Essay on Alan Deutschman

Submitted By marylia0828
Words: 1315
Pages: 6

Alan Deutschman’s latest book Walk the Walk, is the powerful person who does exactly what he or she says he or she will do. A leader who doesn’t just talk the talk but walks the walk is somebody who stands up to opposing forces by following the values and belief systems that he or she described while rising to the top position in the organization.
At the beginning of Walk the Walk, Deutschman describes an elegant example of a leader who embodies the quality that he illuminates throughout his book: Dr. Martin Luther King, Jr. Not only did King preach a nonviolent approach as the best way to end the inequality suffered by African-Americans in the United States, but when called to task, he lived the beliefs that he spoke about in his speeches.
Deutschman describes a day in September 1962 when King was speaking before a crowd in Birmingham, Alabama. While talking to about 300 black civil rights leaders at the annual national gathering of the Southern Christian Leadership Conference, a 24-year-old neo-Nazi stepped up to the podium and punched King in the face. He then proceeded to pummel the civil rights leader with his fists. Instead of defending himself and returning the man’s blows, King dropped his arms to his sides, demonstrating how somebody who chooses nonviolence should act when encountering a violent response.
When King’s followers in the audience rushed to his defense, King told them not to touch his attacker. King followed the words he had been preaching all along. He showed his constituents how to turn the other cheek. When King did this, he served as an example to his followers of how they should act when involved in their own struggles for fairness and freedom. By doing so, King walked the walk, embodying the rule that Deutschman writes is the singular quality that separates those who truly lead from those who only claim to lead.

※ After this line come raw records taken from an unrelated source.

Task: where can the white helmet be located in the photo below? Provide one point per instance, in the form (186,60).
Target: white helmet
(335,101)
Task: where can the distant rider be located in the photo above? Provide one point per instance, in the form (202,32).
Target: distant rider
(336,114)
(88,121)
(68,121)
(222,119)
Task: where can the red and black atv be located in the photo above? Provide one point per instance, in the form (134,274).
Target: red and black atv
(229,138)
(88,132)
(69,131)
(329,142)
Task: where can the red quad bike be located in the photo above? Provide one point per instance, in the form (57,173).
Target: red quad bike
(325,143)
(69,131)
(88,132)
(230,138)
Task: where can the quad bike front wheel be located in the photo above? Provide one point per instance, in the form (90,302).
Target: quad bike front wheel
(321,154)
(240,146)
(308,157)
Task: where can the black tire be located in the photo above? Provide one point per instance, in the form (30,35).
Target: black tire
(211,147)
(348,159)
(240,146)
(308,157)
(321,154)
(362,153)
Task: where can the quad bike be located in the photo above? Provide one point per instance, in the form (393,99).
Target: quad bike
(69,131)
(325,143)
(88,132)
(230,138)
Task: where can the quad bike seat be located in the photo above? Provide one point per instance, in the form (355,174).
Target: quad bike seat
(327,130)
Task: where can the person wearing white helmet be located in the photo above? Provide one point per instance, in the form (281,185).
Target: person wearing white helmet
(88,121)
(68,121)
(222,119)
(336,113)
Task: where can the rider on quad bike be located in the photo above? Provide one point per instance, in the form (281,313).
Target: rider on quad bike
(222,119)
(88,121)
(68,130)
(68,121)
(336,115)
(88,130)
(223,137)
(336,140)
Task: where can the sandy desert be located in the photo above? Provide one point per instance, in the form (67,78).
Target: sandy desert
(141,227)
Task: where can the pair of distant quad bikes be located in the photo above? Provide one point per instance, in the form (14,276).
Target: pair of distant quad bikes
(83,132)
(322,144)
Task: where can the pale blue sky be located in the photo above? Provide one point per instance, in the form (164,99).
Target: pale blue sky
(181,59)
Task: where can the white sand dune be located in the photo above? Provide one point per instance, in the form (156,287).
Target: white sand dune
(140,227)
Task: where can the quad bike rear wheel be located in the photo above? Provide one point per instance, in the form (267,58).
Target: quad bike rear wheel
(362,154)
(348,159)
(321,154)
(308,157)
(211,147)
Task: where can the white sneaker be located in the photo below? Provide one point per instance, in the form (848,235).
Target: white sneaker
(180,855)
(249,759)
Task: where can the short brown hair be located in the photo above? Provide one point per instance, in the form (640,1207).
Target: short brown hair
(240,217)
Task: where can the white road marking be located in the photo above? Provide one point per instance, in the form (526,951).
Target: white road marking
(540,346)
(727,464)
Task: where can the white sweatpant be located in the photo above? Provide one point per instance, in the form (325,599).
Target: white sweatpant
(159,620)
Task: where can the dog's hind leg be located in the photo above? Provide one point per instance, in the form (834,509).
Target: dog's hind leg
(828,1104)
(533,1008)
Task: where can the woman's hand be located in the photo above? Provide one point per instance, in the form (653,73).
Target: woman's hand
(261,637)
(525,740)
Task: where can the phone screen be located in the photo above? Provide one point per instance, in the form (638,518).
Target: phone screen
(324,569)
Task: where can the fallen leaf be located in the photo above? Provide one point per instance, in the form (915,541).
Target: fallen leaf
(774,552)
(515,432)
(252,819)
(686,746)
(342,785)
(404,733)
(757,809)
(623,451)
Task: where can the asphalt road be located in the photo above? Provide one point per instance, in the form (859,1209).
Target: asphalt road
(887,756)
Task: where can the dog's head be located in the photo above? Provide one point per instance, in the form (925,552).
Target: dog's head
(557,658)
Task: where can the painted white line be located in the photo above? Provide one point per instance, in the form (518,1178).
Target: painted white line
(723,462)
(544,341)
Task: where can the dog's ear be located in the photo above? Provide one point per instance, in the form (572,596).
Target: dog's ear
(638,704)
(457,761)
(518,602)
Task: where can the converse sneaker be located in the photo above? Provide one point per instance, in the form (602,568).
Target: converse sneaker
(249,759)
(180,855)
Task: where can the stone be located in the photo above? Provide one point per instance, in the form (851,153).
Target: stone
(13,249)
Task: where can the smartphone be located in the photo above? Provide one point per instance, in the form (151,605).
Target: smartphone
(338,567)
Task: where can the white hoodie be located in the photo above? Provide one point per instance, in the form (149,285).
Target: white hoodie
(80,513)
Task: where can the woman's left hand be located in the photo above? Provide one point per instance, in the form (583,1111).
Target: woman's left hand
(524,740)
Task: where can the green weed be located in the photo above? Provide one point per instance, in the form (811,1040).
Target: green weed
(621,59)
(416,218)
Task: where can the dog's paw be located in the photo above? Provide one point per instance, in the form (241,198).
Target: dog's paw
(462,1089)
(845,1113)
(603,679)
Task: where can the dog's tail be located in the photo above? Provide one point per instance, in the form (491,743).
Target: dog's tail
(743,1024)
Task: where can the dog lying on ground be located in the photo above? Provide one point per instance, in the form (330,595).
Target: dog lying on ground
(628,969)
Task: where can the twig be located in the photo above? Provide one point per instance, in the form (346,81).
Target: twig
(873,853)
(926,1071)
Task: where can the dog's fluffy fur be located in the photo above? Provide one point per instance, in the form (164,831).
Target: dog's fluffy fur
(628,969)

Throughout his book, Deutschman offers dozens of colorful examples from a variety of professions to show readers how this quality manifests itself in a multitude of ways. For example, he describes the actions that allowed Jeff Bezos, the CEO of Amazon.com, to become one of the most admired leaders in the world. Early in his life as a leader of Amazon, Bezos said that his main priorities were his company’s customers and its long-term success. Defying the Wall Street analysts who were looking for shorter-term results, Bezos grew his company slowly while creating an infrastructure that never wavered from his original goals. Today, Deutschman explains, Bezos is a leader among leaders whose success is a direct result of his ability to walk the walk.
Part of Bezos’ success, Deutschman writes, comes from one of the crucial ways that a leader who walks the walk can stay on track. To do this, he writes, “You reveal the ranking of your values.” For King, his two values were nonviolence and equality. When he refused to strike back at his attacker, he showed that nonviolence was what Deutschman calls “his paramount value for the movement that he led.” When Bezos refused to remove several customer-centric applications that he installed on his Web site to improve the value that they get from their interactions with his company, he demonstrated his “first virtues” of customer-centricity and a long-term focus.
Many powerful examples like these fill Walk the Talk. Deutschman’s ability to tell stories filled with highly pertinent details make his latest book a compelling inroad to the most important attributes that a leader can embody. Using the techniques described by Deutschman, leaders can take the necessary steps to find their way to organizational success.
Leaders should practice what they preach. It sounds obvious, says Alan Deutschman, but too few ­leaders—in business or politics—actually do it. In "Walk the Walk," Mr. Deutschman, a consultant and ­former ­Fortune magazine writer, argues that ­leaders are most effective when they rely on the power of their ­example.